19/07/2017 – 06h30 Rennes (Breizh-Info.com) –  L’adolescente rennaise a eu la frayeur de sa vie. Début juillet, en pleine nuit, elle est réveillée par un cambrioleur qui s’est installé…dans son lit. Profitant d’une fenêtre ouverte, le jeune homme a entrepris de visiter l’appartement, avant de s’allonger sur le lit de la jeune fille. Après avoir essayé de l’embrasser, il lui réclame son portable. Devant le refus de la victime, il la gifle et prend la poudre d’escampette. Interpellé quelques jours plus tard, il se déclare… mineur étranger isolé. Un exemple parmi tant d’autres de cette délinquance qui frappe depuis quelque temps l’agglomération rennaise.

Mais qui sont donc ces « mineurs isolés étrangers » qui défraient l’actualité ?

50 par mois : c’est le nombre de « mineurs non accompagnés » – nouveau terme  qui a remplacé « mineur isolé étranger » dans le vocable administratif français pour désigner les jeunes immigrés illégaux – qui s’installent en Ille- et-Vilaine chaque mois.

C’est le Département d’Ille et Vilaine qui le confirme dans un communiqué adressé à la presse : « Depuis le début de l’année, en moyenne 50 nouveaux jeunes se présentent aux services du Département chaque mois. Ces jeunes sont âgés d’environ 15‐16 ans à leur arrivée. 96 % sont des garçons. Les trois principaux pays d’origine sont le Mali, l’Afghanistan et la Guinée. La durée moyenne de leur accompagnement est de 4 ans.».

Le Département ne peut plus accueillir ces mineurs, son président, Jean-Luc Chenut, explique que c’est donc… dans l’ancienne caserne Guillaudot, à Rennes, que ces jeunes vont désormais être accueillis.Autrement dit : ils ne peuvent pas être pris en charge, mais ils seront tout de même accueillis…

Le site de la caserne Guillaudot devrait pouvoir ouvrir fin août, une fois réalisés les travaux de sécurisation nécessaires. « Le Département doit assumer avec humanité l’accueil des mineurs non accompagnés. Notre dispositif d’accueil est saturé, nous sommes contraints de faire de l’ancienne caserne Guillaudot, à Rennes, un centre d’hébergement pour une centaine de jeunes », déclare Jean‐Luc Chenut.

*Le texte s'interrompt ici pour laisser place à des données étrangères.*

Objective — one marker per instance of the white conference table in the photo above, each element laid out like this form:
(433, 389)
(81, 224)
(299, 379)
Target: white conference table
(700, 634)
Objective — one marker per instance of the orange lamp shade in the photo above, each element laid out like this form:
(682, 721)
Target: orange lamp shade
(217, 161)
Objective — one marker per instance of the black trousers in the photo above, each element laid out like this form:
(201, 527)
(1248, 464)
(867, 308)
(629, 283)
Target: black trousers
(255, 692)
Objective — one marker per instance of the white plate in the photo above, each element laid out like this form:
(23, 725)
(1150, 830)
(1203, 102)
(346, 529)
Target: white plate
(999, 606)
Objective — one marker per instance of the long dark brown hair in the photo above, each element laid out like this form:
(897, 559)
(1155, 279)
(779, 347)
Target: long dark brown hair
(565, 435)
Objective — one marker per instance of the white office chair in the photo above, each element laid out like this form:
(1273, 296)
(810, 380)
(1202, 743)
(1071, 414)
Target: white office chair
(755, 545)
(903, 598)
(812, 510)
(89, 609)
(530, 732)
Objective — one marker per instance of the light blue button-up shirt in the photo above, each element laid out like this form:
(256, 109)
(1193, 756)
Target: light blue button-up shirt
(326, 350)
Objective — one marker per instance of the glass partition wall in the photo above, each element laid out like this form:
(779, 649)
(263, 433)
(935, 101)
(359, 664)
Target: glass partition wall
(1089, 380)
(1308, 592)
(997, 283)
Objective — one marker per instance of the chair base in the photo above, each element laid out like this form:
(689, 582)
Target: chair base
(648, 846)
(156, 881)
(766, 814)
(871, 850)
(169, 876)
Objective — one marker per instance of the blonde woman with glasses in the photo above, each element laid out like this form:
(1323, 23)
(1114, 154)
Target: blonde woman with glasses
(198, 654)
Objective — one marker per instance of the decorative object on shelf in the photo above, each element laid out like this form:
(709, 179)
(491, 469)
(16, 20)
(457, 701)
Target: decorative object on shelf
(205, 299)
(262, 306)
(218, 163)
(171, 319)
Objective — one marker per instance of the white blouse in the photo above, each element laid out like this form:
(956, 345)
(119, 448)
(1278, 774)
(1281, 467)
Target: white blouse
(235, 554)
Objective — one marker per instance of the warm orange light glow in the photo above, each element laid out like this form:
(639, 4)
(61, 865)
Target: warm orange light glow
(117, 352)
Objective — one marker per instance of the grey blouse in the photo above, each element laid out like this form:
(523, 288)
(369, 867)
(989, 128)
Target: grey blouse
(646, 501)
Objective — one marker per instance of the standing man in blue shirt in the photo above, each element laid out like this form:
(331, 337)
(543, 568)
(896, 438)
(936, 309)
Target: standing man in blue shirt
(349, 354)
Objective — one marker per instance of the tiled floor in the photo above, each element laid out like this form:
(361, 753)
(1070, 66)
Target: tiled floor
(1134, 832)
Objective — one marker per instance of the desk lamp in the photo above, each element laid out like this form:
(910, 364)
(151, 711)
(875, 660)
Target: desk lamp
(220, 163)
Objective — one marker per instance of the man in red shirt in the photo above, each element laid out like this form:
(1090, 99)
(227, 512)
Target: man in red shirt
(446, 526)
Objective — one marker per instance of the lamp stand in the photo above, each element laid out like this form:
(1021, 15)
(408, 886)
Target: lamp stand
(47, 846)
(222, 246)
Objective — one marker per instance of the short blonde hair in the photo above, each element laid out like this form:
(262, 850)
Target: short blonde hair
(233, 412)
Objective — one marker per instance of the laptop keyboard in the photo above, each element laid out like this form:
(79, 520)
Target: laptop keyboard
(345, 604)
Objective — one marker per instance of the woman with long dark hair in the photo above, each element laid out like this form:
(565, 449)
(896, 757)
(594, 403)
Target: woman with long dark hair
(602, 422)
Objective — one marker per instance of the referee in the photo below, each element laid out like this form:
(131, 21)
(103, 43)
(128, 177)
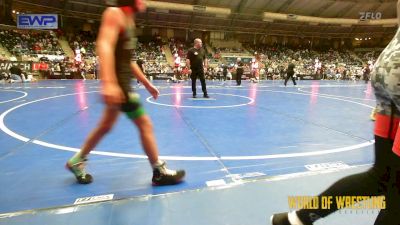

Une centaine de jeunes immigrés pourront ainsi rejoindre la caserne fin août et au total, 210 nouvelles places seront créées.

Tout ceci a bien sûr un coût : un présumé mineur (bien souvent rien ne le prouve) coûte en effet 60 000 euros par an à la collectivité. En 2013 déjà, le département s’avouait saturé par les demandes (il en accueille déjà 450 officiellement), ce qui ne l’empêche pas d’avoir décidé, avec l’aval des élus de la droite et du centre, la création de 210 places supplémentaires donc, pour un coût prévisionnel de 3,7 millions d’euros (17 700 par immigré) , mais un coût estimé de 12,6 millions d’euros si l’on s’en tient aux chiffres éprouvés.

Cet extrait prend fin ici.